The judge also declared that the current order limiting the size of the assembly – more than 25 people inside and 250 out of the house – violated the “right of assembly in the First Amendment”.
A spokesman for Wolf, a Democrat, said the administration was seeking an injunction against the decision. President Trump nominated William Shaw Stickman IV, the judge who ruled in the case, for the 2019 bench.
Mr. Trump celebrated the decision at a ceremony in Arizona, calling it a “great ruler.”
As in other states, many Republican politicians in Pennsylvania have been vehemently opposed to their state’s epidemic prevention policy, with some Governor’s appeal for maintenance. In July, the state Supreme Court A lawsuit was dismissed Filed by Republican legislators demanding the removal of Mr. Wolff’s Emergency Authority.
Some of the governor’s top opponents, including Rep. Mike Kelly, a Republican with a district in western Pennsylvania, were among the plaintiffs who were arraigned Monday.

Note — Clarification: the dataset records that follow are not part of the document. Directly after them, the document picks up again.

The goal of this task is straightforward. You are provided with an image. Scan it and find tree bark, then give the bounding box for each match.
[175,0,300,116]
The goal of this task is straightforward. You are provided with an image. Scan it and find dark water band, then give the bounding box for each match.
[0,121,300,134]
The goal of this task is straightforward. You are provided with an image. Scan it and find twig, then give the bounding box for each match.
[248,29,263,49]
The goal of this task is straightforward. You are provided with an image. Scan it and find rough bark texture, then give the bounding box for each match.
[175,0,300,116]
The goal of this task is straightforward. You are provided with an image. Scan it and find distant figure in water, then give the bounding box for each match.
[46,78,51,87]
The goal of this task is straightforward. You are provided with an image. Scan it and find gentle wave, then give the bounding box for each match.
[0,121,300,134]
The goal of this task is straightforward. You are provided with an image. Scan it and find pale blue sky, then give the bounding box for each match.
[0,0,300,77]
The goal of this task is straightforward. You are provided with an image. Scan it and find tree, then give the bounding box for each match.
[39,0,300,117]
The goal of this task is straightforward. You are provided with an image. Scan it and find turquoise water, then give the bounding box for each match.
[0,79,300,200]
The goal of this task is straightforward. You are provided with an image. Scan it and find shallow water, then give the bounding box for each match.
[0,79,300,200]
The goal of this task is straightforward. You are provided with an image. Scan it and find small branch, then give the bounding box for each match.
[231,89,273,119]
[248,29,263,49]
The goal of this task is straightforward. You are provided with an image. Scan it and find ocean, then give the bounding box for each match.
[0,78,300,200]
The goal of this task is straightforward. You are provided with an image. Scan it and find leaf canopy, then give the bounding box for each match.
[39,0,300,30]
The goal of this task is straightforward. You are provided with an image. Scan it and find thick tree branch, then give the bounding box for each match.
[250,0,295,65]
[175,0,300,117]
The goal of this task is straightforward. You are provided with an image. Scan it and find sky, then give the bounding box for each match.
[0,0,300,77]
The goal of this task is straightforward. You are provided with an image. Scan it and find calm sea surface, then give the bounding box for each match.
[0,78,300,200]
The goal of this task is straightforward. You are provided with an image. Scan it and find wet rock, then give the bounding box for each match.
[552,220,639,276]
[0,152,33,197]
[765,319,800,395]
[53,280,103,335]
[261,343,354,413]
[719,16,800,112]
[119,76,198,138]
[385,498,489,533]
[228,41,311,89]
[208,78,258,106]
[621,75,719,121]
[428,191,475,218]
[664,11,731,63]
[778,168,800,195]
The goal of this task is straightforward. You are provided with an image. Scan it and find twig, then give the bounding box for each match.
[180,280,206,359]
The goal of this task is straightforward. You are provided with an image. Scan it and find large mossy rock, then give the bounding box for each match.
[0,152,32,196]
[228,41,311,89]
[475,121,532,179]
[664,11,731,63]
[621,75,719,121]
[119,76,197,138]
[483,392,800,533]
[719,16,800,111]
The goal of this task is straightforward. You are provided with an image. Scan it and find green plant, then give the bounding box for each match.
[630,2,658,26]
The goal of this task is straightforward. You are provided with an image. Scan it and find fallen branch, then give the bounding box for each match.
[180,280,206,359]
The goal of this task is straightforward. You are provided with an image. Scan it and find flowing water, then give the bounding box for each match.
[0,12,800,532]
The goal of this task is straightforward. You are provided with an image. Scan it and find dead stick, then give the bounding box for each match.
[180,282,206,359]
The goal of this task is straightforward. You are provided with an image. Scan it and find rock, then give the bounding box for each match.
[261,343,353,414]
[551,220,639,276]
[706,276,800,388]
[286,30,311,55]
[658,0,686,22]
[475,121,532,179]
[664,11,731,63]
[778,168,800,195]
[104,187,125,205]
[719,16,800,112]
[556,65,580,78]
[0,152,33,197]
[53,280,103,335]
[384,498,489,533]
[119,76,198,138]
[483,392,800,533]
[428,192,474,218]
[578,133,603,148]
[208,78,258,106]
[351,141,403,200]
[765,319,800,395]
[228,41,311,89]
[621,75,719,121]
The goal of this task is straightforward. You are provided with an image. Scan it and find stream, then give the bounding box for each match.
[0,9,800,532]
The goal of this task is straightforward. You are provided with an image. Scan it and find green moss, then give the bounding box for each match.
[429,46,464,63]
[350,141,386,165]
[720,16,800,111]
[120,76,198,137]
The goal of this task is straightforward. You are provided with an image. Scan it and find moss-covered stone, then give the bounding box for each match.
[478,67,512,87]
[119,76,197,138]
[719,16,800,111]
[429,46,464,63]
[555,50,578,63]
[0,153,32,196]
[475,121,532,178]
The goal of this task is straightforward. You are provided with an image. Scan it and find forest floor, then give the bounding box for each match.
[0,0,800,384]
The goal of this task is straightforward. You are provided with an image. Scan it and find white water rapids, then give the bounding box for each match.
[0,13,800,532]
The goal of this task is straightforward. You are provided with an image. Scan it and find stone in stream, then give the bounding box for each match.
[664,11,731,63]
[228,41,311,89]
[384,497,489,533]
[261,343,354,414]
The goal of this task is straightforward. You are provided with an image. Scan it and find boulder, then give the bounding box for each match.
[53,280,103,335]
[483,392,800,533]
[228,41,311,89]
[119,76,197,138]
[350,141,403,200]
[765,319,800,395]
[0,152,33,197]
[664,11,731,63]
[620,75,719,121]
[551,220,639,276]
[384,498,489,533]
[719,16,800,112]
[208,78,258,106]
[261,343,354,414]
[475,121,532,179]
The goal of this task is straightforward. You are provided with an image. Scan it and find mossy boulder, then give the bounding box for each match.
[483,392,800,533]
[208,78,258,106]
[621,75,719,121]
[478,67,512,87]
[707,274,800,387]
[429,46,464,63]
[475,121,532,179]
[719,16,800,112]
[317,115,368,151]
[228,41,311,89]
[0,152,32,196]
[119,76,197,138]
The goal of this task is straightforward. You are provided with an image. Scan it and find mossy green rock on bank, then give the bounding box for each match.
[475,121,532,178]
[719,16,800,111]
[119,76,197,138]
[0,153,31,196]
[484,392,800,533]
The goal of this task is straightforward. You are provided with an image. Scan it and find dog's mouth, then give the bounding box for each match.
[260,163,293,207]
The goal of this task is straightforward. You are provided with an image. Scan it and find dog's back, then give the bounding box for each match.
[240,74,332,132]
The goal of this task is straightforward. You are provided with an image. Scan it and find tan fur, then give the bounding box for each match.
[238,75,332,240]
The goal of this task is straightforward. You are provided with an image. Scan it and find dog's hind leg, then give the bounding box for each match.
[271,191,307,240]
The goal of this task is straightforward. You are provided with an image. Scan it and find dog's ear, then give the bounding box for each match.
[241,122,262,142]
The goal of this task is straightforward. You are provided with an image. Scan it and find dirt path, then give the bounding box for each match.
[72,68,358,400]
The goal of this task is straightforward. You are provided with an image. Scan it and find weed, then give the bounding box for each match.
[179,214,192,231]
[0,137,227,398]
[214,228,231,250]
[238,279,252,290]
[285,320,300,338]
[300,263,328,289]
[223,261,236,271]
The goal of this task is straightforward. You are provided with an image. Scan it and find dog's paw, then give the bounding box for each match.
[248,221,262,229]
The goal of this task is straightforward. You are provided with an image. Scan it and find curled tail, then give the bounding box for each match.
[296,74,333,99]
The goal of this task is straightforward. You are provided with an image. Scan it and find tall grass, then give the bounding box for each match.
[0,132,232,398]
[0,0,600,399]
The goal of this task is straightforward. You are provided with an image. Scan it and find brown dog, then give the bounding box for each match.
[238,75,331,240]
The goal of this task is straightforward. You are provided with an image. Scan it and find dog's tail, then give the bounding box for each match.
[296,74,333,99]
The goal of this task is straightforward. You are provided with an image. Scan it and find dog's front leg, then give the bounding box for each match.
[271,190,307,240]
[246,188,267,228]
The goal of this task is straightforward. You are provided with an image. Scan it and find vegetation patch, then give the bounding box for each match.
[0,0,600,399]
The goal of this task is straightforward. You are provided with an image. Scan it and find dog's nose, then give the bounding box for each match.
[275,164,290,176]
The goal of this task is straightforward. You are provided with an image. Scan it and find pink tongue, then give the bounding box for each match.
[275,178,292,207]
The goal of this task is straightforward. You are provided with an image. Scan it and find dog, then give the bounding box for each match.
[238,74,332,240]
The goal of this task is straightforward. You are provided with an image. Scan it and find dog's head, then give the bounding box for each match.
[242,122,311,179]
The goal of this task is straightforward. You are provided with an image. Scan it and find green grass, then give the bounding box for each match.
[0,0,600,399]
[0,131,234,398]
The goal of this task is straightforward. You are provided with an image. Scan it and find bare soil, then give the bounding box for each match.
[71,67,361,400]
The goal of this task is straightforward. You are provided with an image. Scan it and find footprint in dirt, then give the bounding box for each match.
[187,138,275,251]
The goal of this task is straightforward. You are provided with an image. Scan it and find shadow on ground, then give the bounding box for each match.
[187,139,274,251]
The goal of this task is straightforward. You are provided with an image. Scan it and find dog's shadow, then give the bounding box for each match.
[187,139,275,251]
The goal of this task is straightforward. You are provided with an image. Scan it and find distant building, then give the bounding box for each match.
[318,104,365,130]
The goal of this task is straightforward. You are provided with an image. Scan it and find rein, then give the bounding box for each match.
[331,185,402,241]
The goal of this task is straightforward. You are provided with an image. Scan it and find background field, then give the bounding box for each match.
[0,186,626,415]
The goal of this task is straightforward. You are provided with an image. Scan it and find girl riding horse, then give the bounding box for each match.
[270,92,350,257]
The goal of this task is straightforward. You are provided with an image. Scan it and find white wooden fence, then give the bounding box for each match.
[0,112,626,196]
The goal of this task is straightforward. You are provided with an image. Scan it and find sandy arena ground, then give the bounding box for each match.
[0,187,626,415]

Judge Stickman wrote: “The court believes that the defense did its best to protect the people of Pennsylvania from the virus. “However, good intentions towards a commendable end are not enough to sustain government action against a constitutional challenge. In fact, the greatest threat to our system of constitutional freedom can be eliminated when it is over. Are Commendable, and intent Is Good – especially in times of emergency. “
A spokesman for the governor said in a statement that “the actions taken by the administration were exemplified by the governors across the country and continued to save lives in the absence of federal action.”